The positive QTL identified in the present study were derived from a genetically diverse group of germplasm, including many landraces that represent potentially useful materials for breeding efforts due to carrying different and potentially favorable alleles in architecture, lodging and yield-related traits. In addition, high-resolution chromosome analysis allowed increased precision in QTL mapping, because the associated variants are in LD with causal variants, opening new perspectives for MAS. By examining genes surrounding the QTL for productivity on chromosome 8, several candidate genes that may modulate plant growth and development, plant structure, cell cycle and morphogenesis were identified (Craig and Tyers 1999; Chepyshko ).

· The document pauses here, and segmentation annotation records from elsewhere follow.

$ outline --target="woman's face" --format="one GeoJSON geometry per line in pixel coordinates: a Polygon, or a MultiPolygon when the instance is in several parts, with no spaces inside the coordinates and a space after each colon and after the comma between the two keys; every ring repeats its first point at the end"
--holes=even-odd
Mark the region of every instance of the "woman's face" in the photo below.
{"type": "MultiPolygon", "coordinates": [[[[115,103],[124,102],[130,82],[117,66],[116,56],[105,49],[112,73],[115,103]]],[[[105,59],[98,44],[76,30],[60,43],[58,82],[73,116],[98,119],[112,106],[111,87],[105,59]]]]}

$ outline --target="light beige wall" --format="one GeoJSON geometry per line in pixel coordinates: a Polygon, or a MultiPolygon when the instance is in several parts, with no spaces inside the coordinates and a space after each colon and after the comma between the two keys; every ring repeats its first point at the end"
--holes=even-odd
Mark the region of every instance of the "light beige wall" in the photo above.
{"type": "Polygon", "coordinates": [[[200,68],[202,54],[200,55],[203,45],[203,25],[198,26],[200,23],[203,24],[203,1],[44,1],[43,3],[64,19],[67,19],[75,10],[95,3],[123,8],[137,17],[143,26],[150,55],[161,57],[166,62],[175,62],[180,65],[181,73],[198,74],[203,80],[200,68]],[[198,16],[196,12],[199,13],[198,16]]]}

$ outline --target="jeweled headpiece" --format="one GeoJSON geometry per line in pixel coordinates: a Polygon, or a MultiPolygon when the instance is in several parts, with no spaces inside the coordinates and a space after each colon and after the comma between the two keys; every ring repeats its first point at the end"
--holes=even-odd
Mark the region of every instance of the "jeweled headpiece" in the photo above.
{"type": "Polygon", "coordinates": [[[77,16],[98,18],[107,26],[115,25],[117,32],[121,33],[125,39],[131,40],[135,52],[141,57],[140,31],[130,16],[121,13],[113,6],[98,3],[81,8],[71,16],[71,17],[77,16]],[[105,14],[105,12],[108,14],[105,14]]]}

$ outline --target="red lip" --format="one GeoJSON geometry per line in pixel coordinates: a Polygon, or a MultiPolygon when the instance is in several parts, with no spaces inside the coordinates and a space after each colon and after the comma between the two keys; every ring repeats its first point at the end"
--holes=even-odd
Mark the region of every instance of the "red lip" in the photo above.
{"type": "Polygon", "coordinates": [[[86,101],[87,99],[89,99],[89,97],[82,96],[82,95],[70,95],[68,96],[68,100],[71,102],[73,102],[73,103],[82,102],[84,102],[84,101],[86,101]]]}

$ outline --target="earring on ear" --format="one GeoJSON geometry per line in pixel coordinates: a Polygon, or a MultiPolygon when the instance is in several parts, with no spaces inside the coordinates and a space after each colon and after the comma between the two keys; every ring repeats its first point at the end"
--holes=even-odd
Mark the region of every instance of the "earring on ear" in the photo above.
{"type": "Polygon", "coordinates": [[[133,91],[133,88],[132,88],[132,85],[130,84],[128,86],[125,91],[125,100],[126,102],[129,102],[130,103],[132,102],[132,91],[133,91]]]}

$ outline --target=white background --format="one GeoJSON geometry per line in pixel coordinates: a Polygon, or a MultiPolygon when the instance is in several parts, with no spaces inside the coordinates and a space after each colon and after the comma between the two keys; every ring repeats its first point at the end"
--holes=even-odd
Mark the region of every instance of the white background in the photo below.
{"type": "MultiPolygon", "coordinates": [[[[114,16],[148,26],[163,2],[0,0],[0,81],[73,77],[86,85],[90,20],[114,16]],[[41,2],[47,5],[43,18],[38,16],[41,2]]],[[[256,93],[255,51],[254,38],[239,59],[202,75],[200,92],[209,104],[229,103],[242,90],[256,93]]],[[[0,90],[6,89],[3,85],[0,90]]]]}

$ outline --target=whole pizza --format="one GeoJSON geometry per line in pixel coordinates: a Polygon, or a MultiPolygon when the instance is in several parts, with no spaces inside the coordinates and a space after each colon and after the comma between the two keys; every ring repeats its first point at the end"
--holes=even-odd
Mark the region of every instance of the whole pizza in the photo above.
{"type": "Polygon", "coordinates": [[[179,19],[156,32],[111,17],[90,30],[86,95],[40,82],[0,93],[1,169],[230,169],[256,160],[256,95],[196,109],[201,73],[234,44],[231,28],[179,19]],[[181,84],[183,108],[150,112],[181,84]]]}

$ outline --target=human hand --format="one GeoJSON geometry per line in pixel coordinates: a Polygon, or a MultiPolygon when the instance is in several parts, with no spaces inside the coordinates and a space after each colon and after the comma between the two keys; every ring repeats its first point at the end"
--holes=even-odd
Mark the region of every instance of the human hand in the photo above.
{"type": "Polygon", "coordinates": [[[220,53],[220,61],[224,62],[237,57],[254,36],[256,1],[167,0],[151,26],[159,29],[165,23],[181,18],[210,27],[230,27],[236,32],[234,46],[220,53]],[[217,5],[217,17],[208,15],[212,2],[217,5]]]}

Adjacent QTL regions with several SNPs clustered and placed in an interval of 1.6 Mbp were detected by the RHM analysis, which represent an interesting candidate region for further investigation toward MAS.

Conclusions

In this study, three traits were evaluated in two important common bean growing environments in Brazil, enabling the identification of QTL, which is the first step toward the development of a useful molecular resource for marker-aided selection (MAS) breeding. Particularly for lodging (total h2 ≥ 34.5 ≤ 49.4), the genome region identified (by GWAS and RHM) with environmental stability and a significant effect of allelic substitution represents the starting point for applying MAS aiming to increase the allele frequency at this locus in the breeding germplasm. On the other hand, the traits plant architecture and grain productivity, where a high number of QTL were identified (by RHM) and some were environment-specific, present a greater challenge to breeders. Genomic regions that did not reach the significance threshold to be declared QTL (Figures 3 and 4) were also suggestive of potential associations across the genome. Thus, by taking advantage of high resolution SNP genotyping and RHM’s effectiveness for identifying a large number of trait-associated markers, approaches that consider whole-genome effects and incorporate these data into predictive models, such as genome selection (GS), will exert great impact on breeding efficiency (Spindel ; Zhang ; Biazzi ). As more genomic information becomes available, more data will be applied into common bean improvement, creating new opportunities for development and selection of elite breeding genotypes.